卒業からまだ1年経っていないのに、懐かしさすら感じる。それと同時に、朔が言うようにこうしてまた顔をあわせる機会があることがたまらなく嬉しい。遼の19年間の人生の中で朔や同級生達と出会い過ごした1年半の高校生活はそれほどに特別なものだった。
「………!やばっ、もうすぐ17時じゃん。俺買い物行ってくる」
ふと目に入った壁掛け時計を見て、ぼんやりと感傷に浸りかけていた意識を慌てて現実に引き戻す。コーヒーも一気に喉に流し込んだ。
「え、買い物?今から?」
「さっき冷蔵庫確認したら卵と豚肉がそんなに残ってなかったから、いつものスーパー行ってくる。明日は朝から出掛けるし今のうちに行っておいたほうが来週楽だからな」
「待って、外寒いから俺が行くよ」
そう言って朔は、立ち上がりかけた遼の左手に自分の右手を重ねた。それだけで付き合いたての頃のように遼の心臓は大袈裟に跳ねる。

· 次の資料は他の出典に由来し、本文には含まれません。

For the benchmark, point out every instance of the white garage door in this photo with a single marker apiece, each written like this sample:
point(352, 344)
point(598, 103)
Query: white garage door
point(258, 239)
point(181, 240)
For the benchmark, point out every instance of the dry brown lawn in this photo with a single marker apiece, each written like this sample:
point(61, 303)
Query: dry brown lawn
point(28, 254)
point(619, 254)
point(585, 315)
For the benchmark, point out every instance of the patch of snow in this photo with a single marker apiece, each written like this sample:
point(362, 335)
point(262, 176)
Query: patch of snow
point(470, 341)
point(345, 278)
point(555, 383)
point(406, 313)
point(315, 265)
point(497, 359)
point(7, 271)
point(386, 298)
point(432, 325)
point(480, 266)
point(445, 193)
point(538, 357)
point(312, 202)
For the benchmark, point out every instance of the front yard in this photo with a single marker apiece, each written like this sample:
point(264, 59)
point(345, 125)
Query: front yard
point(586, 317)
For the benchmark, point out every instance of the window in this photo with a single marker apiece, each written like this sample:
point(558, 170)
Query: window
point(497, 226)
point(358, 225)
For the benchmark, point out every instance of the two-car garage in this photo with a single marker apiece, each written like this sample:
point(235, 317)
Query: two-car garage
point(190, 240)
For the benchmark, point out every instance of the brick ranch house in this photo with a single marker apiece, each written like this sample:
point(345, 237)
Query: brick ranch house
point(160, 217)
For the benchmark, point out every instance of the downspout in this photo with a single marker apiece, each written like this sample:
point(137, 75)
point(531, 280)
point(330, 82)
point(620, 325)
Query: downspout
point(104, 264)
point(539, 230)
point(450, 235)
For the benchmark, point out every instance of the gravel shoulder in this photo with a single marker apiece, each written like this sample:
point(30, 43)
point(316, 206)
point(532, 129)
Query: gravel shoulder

「い、いいよ、帰ってきたばっかりなんだから休んでりゃいいじゃん」
繋がった手から自分の心臓の音が伝わりそうで怖かった。でもこの手を自分からは離したくない。
「別に休むほど疲れてない」
「じゃあ代わりに明日の準備でもしといて」
「昨日の夜ふたりでやったじゃん」
「………………。」
返す言葉がなくなり少し沈黙した後、遼は諦めたように「………一緒に行く?」と尋ねた。 想定外の提案だったのか朔は一瞬きょとんとした表情をしたものの、すぐに笑顔になり重ねられた右手にぎゅっと力が込められた。

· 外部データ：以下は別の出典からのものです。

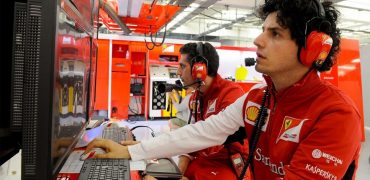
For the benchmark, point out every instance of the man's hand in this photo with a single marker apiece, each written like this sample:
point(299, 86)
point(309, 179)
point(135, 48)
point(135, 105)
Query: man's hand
point(113, 149)
point(128, 143)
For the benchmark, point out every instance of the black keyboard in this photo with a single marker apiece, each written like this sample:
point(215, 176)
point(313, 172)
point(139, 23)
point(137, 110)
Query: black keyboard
point(115, 169)
point(117, 134)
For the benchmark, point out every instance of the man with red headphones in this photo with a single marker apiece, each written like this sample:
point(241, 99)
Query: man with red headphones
point(198, 67)
point(298, 126)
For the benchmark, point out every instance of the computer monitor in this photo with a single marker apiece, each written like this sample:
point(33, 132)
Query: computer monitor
point(51, 80)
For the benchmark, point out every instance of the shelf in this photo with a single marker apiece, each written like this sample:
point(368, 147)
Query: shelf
point(137, 76)
point(131, 95)
point(163, 63)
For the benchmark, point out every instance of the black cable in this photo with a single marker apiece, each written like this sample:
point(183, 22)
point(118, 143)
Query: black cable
point(262, 115)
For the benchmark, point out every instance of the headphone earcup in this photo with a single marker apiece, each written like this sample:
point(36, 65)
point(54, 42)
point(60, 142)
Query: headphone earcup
point(199, 71)
point(318, 45)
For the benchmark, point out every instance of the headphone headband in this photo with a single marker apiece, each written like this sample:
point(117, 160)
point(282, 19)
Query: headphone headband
point(199, 49)
point(320, 9)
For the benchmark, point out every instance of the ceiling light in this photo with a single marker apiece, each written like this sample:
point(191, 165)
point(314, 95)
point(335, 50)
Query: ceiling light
point(130, 8)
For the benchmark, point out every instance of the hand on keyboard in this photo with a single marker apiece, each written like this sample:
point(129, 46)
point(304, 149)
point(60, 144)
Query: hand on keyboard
point(129, 143)
point(93, 153)
point(113, 149)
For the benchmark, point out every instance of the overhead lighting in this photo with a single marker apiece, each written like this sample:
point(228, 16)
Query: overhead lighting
point(359, 4)
point(182, 15)
point(130, 8)
point(356, 61)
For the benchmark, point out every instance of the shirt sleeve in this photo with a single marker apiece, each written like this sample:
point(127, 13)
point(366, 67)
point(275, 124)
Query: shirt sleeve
point(330, 148)
point(213, 131)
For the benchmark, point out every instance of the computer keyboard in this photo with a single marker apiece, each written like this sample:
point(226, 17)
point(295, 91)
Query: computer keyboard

「……いつも言ってるけど手なんて繋いで行かないからな」
そう言って繋がれてた手をパッと離し、朔から顔を背けた。一緒に行くと決まった途端、さっきまでの自分の甘えた態度が急に恥ずかしくなってくる。
後ろから自分の名前を呼ぶ声が聞こえてくるのを無視して遼は上着を取りにクローゼットのある部屋へ向かった。